Menos dramático, y bastante más didáctico, García Ibarra explica el protagonismo de su propia ciudad como un personaje más de la película: «Mucha gente la ha visto en festivales internacionales, y entienden el trabajo haciendo zapatos de una de las protagonistas, pero no todo lo que hay detrás de ese gesto, de esas bolsas de la faena en la puerta. Mi película es ultra-ficción, pero quería que tuviera un tono documental muy potente, con esos lugares que son reales, esas casas en las que apenas intervenimos estéticamente y esos acentos, como el de la Vega Baja», explica.
«Espíritu Sagrado», que así se llama el primer largometraje de un realizador que ya puede presumir de haber competido en Sundance, Berlín o Locarno con sus anteriores trabajos en formato más reducido, es una comedia negra. Nigérrima. Tras la repentina muerte del director de una asociación de aficionados a la temática OVNI y la desaparición de una niña –otro de esos eventos que, como en «Magaluf Ghost Town» , son capaces de atraer el foco mediático más carroñero–, la localidad ilicitana se transforma en el epicentro galáctico de una especie de advenimiento extraterrestre que, más allá de lo estrambótico, encierra un secreto mucho más feo, turbio y desagradable.
En ese berenjenal, la excelsa fotografía de Ion de Sosa y la actuación de intérpretes no profesionales propicia uno de los mejores espectáculos de este año en el cine español: «Es algo que estaba muy pensado. Los encuadres nos llevaron mucho tiempo, porque quería que cada plano tuviera un valor propio. Y me gustaba que, precisamente en ese plano, quien salga es un personaje con apenas instrucciones. Esa levedad estaba apoyada en la libertad para equivocarse. Solo pedía que no pidieran perdón por hacerlo, que solo se centraran en volver a retomar lo que estaban diciendo y ya está. Que se cortara lo menos posible. Eso le da una tensión al plano que a mí me parece preciosa, poner a personas libres en fondos cuidados», confiesa Ibarra antes de responder sobre la imaginería de una película que va desde la ufología a Egipto, pasando por el franjiverde de la ciudad y el árido de lo prerrománico: «Hay una vinculación evidente entre la astrología y toda esa egiptología y los referentes ancestrales. Ese vínculo cripto, ese buscar relación donde solo hay coincidencia da pie a la estética de la película».
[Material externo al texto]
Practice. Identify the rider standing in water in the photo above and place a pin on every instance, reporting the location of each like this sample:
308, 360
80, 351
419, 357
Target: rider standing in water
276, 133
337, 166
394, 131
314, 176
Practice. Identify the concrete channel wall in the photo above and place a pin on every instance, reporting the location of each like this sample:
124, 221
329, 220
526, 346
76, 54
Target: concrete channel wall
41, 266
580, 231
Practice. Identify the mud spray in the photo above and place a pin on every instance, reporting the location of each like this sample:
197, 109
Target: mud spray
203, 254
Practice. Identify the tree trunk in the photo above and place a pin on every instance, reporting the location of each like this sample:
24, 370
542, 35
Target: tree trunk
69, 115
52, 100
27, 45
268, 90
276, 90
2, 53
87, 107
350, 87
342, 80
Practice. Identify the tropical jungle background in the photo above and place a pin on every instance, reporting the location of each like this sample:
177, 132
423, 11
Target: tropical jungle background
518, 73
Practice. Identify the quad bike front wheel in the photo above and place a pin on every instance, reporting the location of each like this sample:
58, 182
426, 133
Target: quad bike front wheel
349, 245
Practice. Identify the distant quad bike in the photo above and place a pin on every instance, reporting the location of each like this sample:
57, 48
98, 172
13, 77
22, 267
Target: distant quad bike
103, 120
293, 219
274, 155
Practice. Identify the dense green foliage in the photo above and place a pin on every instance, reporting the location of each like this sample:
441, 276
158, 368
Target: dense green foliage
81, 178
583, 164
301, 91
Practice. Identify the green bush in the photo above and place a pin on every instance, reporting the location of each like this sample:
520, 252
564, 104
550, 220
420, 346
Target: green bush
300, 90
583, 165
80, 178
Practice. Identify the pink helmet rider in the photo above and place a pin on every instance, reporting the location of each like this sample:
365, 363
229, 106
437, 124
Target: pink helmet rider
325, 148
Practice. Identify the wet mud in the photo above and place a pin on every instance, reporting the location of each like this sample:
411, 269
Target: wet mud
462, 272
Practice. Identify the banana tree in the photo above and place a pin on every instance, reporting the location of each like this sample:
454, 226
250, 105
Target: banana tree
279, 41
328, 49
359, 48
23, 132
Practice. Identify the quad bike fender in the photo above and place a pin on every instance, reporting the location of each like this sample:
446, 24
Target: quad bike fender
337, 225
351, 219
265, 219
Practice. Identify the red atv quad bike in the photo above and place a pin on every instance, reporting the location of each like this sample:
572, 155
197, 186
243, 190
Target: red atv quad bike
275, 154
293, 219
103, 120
Si bien «Magaluf Ghost Town» y «Espíritu Sagrado», de estreno este viernes 26 de noviembre, parten de manierismos del cine independiente, su espectro, el del ladrillo y el del humor más inteligente, debería ser suficiente para explicarnos como país y como sociedad qué demonios ocurrió en el Mediterráneo y, a ser posible, buscarle pronto un exorcista.